I did a little creative work tonight, though it was primarily tedious. If you look to your right, you should see that the scroll bar for this (and every page of this site) has turned an interesting shade of bluish-gray. I just figured the site could use a balancing effect for the spiral down the left side of the page. Whatever.

There is one more thing I want to cover before turning in. Today, my son got a letter from Wizards of the Coast, with his Magic: The Gathering DCI tournament card in it. He also claimed that a hand-written letter accompanied it. In this day of custom-printed mail merges, I figured he had just gotten a well done form letter written in some kind of cursive font. I asked to see the letter.

To my surprise, he actually got a hand written letter from someone named Dee Bleifield (sorry if I’m mutilating your name, Dee), a DCI tournament director that he had met while visiting his Mom in Texas. Dee took the time to hand write his letter, complete with her direct phone number and an offer to call her if he needed help finding local tournaments.

That’s pretty damn cool.
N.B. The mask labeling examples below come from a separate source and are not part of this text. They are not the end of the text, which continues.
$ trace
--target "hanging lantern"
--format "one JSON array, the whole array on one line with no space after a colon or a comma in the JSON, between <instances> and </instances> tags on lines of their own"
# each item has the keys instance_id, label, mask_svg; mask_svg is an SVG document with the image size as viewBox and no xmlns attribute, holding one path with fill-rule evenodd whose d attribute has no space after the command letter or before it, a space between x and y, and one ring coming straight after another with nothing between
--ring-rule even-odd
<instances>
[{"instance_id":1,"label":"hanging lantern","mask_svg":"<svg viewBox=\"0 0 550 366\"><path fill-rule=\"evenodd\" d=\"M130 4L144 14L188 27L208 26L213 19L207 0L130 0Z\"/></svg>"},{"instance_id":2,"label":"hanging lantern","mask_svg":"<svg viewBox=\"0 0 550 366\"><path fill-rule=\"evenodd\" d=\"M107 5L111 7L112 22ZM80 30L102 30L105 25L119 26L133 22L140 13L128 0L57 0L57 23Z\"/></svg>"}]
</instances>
Evidently WotC hasn’t lost all the small company feel that TSR used to have in its early days. I remember sending a query letter to Kim Mohan, who was then editing Dragon magazine, asking if he would be interested in an article submission about D & D druids and listing different specs for some possible animal forms that high-level druids could assume. I was only a couple of years older than my son is now. Kim responded to me with a personal letter, saying that he would be interested in seeing the article, though I’m sure he knew that the person behind the query letter was still very wet behind the ears. I’ve always remembered that, though I never got up the guts to send in the article.

It seems that Dee has tapped into that same importance in the youth market. Keith, my son, will always remember getting a personal letter from a Wizards of the Coast staff member, just as I remember getting the letter from Kim Mohan. If WotC ever revives Amazing Stories (please please please) I will definitely submit something to him this time.

(Update, 12/9/2014: Amazing Stories has indeed been revived, but not by WotC. It’s now being run by Steve Davidson.)